He said to the woman, “Did God actually say, ‘You shall not eat of any tree in the garden’?” And the woman said to the serpent, “We may eat of the fruit of the trees in the garden, but God said, ‘You shall not eat of the fruit of the tree that is in the midst of the garden, neither shall you touch it, lest you die.’” But the serpent said to the woman, “You will not surely die. For God knows that when you eat of it your eyes will be opened, and you will be like God, knowing good and evil.” So when the woman saw that the tree was good for food, and that it was a delight to the eyes, and that the tree was to be desired to make one wise, she took of its fruit and ate, and she also gave some to her husband who was with her, and he ate. Then the eyes of both were opened, and they knew that they were naked. And they sewed fig leaves together and made themselves loincloths.

And they heard the sound of the Lord God walking in the garden in the cool of the day, and the man and his wife hid themselves from the presence of the Lord God among the trees of the garden.

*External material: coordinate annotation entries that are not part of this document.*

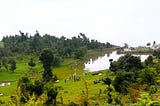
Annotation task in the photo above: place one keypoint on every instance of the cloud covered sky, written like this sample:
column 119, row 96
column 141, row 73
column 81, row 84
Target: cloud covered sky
column 135, row 22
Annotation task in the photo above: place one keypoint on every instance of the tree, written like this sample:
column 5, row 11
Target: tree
column 52, row 94
column 31, row 63
column 148, row 44
column 12, row 63
column 46, row 58
column 149, row 60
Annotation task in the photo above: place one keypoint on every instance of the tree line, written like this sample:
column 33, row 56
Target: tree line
column 64, row 47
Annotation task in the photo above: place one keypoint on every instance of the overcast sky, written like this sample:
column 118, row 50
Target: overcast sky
column 135, row 22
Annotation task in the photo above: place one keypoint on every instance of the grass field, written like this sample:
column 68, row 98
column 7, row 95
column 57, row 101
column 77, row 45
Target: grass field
column 70, row 91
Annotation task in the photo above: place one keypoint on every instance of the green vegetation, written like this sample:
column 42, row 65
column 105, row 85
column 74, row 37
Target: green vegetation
column 51, row 74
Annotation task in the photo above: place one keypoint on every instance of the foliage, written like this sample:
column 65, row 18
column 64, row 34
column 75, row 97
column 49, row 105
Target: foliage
column 149, row 60
column 52, row 94
column 64, row 47
column 31, row 63
column 46, row 58
column 28, row 89
column 12, row 63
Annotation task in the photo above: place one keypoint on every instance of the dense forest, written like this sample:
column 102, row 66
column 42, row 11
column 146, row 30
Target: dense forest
column 36, row 76
column 63, row 47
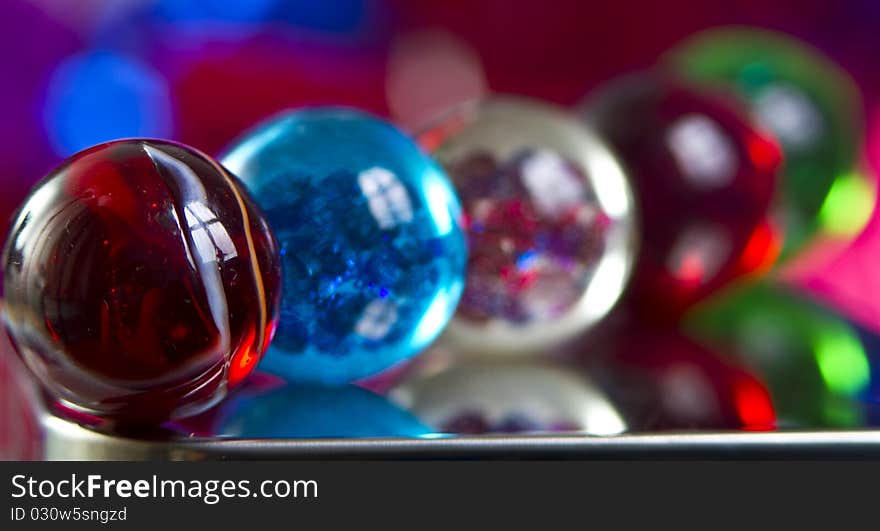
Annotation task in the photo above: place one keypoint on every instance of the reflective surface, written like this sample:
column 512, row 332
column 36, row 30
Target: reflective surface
column 276, row 410
column 19, row 433
column 663, row 381
column 549, row 219
column 811, row 105
column 505, row 395
column 816, row 364
column 140, row 281
column 370, row 236
column 704, row 179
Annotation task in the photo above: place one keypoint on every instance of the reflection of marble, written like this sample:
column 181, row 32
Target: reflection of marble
column 661, row 380
column 817, row 364
column 550, row 223
column 810, row 104
column 370, row 236
column 305, row 411
column 19, row 434
column 704, row 178
column 497, row 395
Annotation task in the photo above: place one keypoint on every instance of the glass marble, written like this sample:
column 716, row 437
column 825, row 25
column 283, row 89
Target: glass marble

But the Lord God called to the man and said to him, “Where are you?” – Genesis 3:1-9


Imagine reading Genesis 1-3 for the very first time. This may be difficult if you’re familiar with the narrative. But, this is one of the most dramatic and poetic texts in all of Genesis. You’ve read about the beauty, perfection, stillness, and goodness of God and his creation. You’ve just read about God’s intentionality, his loving and intimate interactions with his new creatures, and his magnificent gift of human peace and pleasure. You’ve reached the pinnacle of relational intimacy in the last line of chapter 2, “the man and his wife were naked and not ashamed.” They’re fully known and fully loved.

But then, the story shifts. Suddenly a new character enters – a villain, a serpent, a devil. He begins by questioning God and probing into the fabric of goodness and pleasure and freedom God so perfectly designed. As the narrator continues, you might find yourself cringing inside as the suspense builds all the way up to the point where their eyes are opened. They look around and they see their nakedness. But this time, they feel shame.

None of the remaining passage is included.